Dün iyi gördüğü dedesi nasıl oluyorda şimdi bu haldeydi?
Cüneyd ne yapıcağını şaşırmış, öylece olan biteni izlemekteydi. Hasna yengesi ve feyza'nın hıçkırıkları ağlama sesleri,amcasının çaresizliği ve etraftaki kargaşa dolu sesler, cüneyd'i rahatsız ediyordu kalbi ağrıyor,huzursuz hissediyordu..

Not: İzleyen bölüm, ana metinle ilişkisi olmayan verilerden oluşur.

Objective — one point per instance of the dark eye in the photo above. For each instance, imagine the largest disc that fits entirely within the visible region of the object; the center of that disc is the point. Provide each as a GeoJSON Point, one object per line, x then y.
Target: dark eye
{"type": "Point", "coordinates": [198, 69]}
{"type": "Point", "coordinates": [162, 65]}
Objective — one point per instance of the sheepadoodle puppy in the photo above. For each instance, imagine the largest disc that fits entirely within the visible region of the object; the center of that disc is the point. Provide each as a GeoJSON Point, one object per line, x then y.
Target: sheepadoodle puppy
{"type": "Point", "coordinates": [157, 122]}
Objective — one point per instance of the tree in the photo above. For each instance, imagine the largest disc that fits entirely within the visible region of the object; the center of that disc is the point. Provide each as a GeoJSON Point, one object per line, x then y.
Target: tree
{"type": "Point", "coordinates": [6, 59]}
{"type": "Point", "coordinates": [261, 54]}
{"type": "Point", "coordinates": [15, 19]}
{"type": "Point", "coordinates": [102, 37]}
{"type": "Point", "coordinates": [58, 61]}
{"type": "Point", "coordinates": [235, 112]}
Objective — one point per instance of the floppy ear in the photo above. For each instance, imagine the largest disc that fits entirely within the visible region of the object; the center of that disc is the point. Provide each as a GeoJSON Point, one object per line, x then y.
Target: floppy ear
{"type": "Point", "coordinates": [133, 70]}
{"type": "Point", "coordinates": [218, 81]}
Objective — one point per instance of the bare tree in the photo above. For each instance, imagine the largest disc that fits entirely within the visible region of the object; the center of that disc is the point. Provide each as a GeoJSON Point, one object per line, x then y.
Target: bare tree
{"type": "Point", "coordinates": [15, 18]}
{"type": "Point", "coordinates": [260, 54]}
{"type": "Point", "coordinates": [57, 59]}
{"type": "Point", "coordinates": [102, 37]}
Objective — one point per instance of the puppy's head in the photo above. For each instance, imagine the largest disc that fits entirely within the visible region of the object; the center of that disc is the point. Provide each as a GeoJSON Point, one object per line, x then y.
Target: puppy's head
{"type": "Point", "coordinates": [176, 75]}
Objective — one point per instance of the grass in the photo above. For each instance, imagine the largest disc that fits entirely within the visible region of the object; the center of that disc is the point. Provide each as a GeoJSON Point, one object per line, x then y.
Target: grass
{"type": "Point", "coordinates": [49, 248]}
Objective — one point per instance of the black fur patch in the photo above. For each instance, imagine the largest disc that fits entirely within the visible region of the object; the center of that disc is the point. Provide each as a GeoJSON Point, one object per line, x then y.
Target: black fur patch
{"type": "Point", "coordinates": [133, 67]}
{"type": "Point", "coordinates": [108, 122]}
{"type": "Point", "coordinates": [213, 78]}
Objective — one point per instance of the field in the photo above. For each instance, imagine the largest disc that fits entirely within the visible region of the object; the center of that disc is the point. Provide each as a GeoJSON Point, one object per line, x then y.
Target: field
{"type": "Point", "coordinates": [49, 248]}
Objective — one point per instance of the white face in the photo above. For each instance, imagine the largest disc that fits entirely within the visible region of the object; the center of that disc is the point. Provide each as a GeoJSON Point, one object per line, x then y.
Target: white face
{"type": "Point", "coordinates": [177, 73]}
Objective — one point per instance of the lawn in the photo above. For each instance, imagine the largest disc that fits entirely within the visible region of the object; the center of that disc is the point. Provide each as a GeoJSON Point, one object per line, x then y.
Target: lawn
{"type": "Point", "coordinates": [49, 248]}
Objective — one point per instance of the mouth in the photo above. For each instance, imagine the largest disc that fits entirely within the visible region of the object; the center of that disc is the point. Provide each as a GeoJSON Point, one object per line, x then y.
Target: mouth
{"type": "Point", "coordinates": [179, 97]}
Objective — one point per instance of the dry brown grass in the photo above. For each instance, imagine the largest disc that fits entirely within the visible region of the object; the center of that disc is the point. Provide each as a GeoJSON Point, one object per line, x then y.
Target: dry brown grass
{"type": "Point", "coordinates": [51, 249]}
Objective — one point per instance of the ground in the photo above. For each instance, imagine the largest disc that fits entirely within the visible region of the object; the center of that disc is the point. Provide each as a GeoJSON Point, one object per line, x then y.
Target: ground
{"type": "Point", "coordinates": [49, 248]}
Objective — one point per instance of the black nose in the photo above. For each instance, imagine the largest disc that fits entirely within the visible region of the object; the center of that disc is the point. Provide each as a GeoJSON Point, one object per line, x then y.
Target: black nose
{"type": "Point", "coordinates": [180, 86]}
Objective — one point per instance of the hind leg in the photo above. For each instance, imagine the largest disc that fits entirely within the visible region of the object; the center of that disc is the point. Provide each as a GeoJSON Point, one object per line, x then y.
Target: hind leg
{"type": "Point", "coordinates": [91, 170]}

Küçüklüğünden beri çok sevdiği dedesi,şimdi gözlerinin önünde hastaneye kaldırılıyor lakin cüneyd'in elinden hiç bir şey gelmiyordu
Önce zeynep kayıp gitmişti ellerinden...şimdi ise dedesi. Sıradaki kimdi peki? Sırada hangi sevdiğini kaybetmek vardı?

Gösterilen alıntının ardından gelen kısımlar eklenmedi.